La pastoral obrera de toda la Iglesia es el título del documento aprobado hace algo más de diez años por la Conferencia Episcopal Española para dinamizar en el conjunto de la Iglesia una pastoral netamente misionera, de salida, acogida, escucha, en defensa de los pobres, más que en su propia defensa. Tarea de toda la Iglesia y no de un único obispo, de un puñado de sacerdotes cargados de innumerables tareas y de contadísimos laicos a los que se les confía esta responsabilidad. Hoy la Iglesia debe favorecer y priorizar la evangelización de los jóvenes trabajadores, apoyando el empeño y el camino de los movimientos obreros, sin considerarlos una excepción peculiar, sino sintiéndolos plenamente dentro de la Iglesia, como Iglesia que somos, que nos envía a educar y evangelizar con, desde y para los trabajadores.
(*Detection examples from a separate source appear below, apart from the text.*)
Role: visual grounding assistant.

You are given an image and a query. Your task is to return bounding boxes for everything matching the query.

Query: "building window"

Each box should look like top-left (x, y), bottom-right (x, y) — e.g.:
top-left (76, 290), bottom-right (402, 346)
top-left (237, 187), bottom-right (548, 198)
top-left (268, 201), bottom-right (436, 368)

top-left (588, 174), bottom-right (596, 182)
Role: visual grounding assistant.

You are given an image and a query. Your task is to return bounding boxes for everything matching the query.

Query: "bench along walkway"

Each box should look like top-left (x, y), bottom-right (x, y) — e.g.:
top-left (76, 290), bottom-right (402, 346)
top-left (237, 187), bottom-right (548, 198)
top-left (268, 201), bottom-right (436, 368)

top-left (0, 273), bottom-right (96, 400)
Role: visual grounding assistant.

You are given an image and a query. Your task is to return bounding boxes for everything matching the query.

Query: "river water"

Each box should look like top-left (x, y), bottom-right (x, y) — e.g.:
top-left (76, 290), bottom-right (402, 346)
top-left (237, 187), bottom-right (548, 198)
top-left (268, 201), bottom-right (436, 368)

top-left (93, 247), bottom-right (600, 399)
La Iglesia debe devolver a los jóvenes la palabra, la vida, la dignidad como clave y principio de toda pastoral juvenil.

Y somos muchas y muchos jóvenes cristianos, entre otros muchos no cristianos, los que le estamos dando una vuelta al sistema demandando vivienda digna y exigiendo no mercantilizar este derecho, estamos cuestionando la democracia formal en la que nos encontramos y que no responde a las necesidades reales de las personas, estamos poniendo patas arriba unos planes de estudio universitarios que se ponen al servicio del capital, estamos demandando trabajo digno… En las acciones y esfuerzos organizados para una mayor justicia, un mayor acceso a la cultura, unas relaciones económicas más justas, ahí está aconteciendo la historia de la salvación del Pueblo de Dios. Ahí es donde somos Iglesia de una forma concreta y peculiar: Iglesia en el mundo obrero. Porque a la Iglesia nos importa este mundo.